The majority of my work and passion since I retired from full-time, paid ministry has been in two arenas.  As a part-time interim pastor, I’ve served as an interim priest-in-charge of several small and large congregations in four states.  Most recently, I have worked and lived in both Montgomery and Scottsboro, Alabama. On June 1st, I began serving as Vicar (priest-in-charge) at Holy Trinity Episcopal Church in Memphis, which shares a campus with St.
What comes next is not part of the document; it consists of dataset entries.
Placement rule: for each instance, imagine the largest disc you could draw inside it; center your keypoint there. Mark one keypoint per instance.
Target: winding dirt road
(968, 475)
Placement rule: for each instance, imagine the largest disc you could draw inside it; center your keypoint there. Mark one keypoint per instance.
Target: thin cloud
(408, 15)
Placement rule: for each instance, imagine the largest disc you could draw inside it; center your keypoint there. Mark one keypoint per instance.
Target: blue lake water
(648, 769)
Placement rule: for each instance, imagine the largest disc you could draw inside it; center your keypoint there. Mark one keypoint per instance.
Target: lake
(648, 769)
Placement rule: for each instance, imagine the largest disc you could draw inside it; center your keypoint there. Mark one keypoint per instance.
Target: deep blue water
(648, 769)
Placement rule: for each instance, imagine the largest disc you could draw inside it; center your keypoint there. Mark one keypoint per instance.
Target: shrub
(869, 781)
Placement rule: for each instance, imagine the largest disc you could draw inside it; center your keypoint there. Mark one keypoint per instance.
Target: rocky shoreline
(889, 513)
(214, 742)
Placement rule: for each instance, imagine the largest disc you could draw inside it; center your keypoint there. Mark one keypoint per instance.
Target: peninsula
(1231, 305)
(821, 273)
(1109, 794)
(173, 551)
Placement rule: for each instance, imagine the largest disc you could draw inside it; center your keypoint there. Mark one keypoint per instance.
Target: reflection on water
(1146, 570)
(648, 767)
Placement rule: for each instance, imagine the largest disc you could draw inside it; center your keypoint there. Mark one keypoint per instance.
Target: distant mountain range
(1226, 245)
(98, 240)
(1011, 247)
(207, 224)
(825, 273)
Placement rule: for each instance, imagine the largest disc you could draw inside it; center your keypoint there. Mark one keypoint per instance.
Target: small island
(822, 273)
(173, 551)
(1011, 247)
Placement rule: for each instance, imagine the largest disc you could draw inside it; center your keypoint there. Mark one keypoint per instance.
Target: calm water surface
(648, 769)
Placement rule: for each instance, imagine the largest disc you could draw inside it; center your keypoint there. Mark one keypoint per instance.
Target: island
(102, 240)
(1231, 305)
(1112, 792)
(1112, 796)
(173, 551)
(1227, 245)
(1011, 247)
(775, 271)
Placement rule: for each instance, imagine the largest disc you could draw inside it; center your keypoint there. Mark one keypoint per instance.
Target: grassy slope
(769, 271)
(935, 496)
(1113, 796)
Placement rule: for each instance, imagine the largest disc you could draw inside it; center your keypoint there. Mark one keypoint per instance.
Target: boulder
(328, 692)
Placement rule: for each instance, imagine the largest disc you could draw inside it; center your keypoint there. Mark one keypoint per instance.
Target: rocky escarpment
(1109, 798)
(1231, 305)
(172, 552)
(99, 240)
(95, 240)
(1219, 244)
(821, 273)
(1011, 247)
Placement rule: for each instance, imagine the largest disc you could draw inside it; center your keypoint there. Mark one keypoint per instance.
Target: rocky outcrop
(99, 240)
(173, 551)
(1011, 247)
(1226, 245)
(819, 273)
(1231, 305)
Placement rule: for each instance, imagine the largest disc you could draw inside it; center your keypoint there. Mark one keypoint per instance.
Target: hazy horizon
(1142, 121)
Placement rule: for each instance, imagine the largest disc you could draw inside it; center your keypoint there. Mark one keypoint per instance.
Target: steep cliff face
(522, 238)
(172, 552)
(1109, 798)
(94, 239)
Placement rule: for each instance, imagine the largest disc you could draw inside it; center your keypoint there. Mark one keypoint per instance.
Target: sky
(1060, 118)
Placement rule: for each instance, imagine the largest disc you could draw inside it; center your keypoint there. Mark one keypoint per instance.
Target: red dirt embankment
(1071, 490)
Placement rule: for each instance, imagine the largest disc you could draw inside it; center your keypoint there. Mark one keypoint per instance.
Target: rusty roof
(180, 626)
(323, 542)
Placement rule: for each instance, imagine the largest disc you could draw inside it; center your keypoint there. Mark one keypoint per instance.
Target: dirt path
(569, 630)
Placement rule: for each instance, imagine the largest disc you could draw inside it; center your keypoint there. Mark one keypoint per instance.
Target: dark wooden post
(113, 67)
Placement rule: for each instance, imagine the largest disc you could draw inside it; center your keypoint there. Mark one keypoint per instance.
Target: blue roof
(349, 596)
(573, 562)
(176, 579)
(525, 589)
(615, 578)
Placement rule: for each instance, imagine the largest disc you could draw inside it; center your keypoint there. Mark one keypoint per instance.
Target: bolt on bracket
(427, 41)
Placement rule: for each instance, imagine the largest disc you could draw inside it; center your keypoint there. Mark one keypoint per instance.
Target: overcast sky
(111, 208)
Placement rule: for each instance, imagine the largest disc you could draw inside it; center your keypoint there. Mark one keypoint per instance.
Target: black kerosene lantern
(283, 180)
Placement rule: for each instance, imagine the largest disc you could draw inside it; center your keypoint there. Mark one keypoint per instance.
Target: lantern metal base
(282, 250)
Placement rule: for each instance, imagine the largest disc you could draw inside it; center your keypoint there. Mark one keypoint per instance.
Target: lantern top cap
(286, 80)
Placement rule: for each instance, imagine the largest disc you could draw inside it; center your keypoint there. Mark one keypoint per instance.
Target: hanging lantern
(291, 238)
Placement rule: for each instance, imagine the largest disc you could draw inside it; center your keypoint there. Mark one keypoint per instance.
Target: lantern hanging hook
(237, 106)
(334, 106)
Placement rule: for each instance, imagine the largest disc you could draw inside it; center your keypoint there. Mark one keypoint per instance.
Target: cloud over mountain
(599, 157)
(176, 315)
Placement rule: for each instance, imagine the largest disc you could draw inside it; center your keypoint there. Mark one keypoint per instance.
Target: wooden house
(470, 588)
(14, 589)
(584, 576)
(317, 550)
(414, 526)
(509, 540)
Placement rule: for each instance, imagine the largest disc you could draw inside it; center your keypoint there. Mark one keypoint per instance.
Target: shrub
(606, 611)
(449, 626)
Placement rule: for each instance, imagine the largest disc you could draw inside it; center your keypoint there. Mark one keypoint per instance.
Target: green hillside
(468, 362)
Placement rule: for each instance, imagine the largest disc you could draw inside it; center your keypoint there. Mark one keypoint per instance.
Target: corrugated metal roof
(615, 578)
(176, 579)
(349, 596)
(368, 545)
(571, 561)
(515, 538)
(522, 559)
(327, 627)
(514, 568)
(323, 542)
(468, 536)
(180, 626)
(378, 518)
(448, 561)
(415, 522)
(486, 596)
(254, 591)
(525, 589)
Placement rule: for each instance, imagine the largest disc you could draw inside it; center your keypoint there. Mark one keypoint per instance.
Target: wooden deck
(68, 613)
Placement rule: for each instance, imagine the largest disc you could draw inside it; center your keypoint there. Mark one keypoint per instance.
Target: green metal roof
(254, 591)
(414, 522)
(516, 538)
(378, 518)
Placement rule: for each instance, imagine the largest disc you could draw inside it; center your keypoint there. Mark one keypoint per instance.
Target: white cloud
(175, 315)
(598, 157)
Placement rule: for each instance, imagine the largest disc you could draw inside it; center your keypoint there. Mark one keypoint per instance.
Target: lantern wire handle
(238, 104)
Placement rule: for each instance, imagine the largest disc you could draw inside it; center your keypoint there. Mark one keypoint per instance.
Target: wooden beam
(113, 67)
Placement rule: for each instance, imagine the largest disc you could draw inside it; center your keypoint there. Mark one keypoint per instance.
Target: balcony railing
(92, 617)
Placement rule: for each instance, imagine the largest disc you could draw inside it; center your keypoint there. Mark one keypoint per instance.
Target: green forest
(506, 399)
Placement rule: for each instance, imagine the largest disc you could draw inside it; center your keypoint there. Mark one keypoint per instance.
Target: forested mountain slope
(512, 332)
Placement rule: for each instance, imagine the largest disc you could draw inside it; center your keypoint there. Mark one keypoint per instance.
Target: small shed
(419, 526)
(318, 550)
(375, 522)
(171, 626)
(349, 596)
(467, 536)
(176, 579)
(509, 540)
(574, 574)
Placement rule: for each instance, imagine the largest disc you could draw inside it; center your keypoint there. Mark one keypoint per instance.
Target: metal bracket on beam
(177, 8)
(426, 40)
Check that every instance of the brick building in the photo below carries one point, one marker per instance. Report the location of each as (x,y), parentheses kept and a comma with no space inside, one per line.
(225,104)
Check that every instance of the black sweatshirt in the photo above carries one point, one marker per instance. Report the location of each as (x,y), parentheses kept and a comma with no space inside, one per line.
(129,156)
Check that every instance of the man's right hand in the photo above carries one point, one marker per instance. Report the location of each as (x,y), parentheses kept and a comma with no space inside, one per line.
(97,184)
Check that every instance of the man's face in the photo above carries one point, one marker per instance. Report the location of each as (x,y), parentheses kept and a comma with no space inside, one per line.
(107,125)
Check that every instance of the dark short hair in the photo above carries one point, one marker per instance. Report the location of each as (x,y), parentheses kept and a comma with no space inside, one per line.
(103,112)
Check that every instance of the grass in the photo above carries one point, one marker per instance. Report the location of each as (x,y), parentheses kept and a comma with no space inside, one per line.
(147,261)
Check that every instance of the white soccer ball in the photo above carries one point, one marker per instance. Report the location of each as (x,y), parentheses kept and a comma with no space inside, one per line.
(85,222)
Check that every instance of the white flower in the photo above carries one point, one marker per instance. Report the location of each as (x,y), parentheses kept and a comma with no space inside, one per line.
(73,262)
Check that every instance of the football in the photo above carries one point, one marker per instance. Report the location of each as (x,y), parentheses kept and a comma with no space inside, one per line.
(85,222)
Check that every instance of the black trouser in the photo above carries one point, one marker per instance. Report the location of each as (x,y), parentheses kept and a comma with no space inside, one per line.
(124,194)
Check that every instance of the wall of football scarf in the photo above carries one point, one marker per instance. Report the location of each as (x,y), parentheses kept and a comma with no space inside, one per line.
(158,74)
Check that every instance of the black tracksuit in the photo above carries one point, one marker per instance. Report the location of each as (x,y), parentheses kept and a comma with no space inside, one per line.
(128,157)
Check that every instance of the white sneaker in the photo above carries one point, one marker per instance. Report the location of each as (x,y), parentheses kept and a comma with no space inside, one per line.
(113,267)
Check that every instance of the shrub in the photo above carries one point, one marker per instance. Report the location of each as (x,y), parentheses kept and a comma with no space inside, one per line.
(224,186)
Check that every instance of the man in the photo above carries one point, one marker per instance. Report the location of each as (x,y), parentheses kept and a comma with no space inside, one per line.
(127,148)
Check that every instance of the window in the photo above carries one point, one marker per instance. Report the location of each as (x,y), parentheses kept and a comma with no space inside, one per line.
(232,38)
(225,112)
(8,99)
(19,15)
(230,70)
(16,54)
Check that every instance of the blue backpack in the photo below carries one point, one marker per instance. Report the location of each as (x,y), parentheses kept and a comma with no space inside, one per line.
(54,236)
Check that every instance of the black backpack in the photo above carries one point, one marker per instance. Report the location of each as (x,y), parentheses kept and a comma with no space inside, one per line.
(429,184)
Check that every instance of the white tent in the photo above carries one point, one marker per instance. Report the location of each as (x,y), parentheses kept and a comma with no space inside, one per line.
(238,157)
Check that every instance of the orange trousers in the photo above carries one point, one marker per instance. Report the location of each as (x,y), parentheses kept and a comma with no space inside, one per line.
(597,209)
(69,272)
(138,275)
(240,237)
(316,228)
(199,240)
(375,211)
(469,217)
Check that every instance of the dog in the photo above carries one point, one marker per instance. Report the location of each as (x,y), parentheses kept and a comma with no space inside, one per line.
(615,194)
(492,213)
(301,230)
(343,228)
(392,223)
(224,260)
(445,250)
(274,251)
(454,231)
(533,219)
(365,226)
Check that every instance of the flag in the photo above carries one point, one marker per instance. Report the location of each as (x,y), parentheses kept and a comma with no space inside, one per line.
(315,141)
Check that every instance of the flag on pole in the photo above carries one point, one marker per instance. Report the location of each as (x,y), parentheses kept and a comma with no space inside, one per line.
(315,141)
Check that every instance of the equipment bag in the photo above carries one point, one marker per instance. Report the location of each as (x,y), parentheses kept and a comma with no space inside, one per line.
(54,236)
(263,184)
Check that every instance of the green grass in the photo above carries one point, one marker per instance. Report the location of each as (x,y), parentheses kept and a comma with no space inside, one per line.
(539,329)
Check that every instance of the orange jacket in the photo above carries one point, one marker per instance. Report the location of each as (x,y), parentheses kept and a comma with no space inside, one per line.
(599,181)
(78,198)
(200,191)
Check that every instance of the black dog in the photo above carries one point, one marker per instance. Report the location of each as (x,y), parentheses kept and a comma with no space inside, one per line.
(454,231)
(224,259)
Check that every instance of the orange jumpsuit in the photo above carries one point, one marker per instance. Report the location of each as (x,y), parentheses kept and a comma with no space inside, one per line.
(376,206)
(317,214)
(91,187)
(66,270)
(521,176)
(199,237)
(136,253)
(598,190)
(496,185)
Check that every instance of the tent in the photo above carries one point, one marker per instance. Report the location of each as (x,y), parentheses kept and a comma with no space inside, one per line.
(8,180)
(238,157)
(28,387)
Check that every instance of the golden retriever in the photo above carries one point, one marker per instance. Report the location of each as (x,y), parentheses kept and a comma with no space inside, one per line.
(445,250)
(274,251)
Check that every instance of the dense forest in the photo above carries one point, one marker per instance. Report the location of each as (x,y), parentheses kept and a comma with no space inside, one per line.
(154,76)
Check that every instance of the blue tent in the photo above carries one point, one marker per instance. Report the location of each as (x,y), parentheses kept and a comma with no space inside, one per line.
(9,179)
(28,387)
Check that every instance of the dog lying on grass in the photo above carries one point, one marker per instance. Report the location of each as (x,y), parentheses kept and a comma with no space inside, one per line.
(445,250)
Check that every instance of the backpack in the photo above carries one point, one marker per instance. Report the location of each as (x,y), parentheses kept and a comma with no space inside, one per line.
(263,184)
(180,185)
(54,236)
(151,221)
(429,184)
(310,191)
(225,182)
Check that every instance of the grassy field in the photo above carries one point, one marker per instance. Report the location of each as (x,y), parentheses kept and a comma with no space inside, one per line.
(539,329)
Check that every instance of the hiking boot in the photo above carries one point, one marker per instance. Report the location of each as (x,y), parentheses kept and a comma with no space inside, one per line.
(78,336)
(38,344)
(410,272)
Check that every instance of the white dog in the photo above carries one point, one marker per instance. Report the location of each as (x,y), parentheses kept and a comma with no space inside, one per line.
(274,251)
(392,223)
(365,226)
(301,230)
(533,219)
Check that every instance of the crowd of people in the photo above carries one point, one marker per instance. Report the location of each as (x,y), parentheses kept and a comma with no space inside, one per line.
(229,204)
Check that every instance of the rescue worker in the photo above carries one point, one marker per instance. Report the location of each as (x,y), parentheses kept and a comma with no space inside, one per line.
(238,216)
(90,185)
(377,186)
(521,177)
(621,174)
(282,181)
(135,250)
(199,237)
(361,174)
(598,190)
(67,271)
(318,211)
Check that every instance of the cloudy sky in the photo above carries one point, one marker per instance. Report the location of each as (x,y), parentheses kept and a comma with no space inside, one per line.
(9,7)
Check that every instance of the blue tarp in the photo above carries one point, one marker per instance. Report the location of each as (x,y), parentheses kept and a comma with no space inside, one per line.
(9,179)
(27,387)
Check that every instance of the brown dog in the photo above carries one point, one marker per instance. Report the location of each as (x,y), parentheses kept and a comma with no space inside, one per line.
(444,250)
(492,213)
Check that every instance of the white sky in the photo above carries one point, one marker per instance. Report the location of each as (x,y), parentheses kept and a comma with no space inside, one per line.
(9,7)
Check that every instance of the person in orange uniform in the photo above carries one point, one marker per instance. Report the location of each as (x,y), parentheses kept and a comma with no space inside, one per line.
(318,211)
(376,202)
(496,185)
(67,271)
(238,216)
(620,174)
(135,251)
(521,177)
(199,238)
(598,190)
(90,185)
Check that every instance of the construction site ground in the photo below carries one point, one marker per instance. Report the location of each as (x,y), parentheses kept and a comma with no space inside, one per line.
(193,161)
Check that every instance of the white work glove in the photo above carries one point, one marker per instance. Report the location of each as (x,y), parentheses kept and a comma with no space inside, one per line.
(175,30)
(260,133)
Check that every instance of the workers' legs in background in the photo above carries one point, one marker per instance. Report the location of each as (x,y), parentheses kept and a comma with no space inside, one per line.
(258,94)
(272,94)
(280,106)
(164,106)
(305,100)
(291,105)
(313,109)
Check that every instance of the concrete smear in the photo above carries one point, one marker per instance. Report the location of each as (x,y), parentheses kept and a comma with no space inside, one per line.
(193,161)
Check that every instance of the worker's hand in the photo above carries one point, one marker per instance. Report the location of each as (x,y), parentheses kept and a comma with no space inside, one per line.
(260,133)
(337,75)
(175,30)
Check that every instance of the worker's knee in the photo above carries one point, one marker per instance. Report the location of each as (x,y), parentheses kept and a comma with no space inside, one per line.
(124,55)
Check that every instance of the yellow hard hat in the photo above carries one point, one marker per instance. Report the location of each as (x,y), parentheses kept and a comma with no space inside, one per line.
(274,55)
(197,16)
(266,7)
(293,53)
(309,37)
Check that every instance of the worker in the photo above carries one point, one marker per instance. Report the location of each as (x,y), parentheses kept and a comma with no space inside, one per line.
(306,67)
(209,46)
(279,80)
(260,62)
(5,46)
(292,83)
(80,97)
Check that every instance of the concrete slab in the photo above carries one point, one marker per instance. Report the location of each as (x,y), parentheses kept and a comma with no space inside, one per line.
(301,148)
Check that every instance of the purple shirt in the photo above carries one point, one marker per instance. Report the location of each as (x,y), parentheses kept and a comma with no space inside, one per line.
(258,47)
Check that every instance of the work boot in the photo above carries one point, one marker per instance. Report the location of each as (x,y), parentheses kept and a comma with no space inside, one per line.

George’s School, dedicated to serving children of color.

I've also become active in racial healing and justice work outside the church.  Having served a term on the Countywide Juvenile Justice Consortium, I was asked to join an advisory group for a new Youth Advocacy Center in Shelby County.  I want to engage in that work with faith communities and the community at large around issues of 21st-century education and care, seeking a deeper understanding of trauma, adverse childhood experiences (ACEs), and what’s now called “healing-centered engagement.”

Since the summer of 2017, I’ve been mentoring a formerly-court-involved African-American teenager.  Rashod is, in my view, a young man who would have gone to a resource/assessment center for his misdemeanors, rather than juvenile court, if such a center had been available to him.

Finally, my involvement with the Lynching Sites Project of Memphis (I’m now President of the Board), affiliated with the Equal Justice Initiative in Montgomery, has been about my latest response to a sense of call and deep desire.  I want to be an instrument of healing and harmony, wherever I can, across racial and other divides, so that together, we can seek truth and justice for all God’s children, in Memphis and beyond.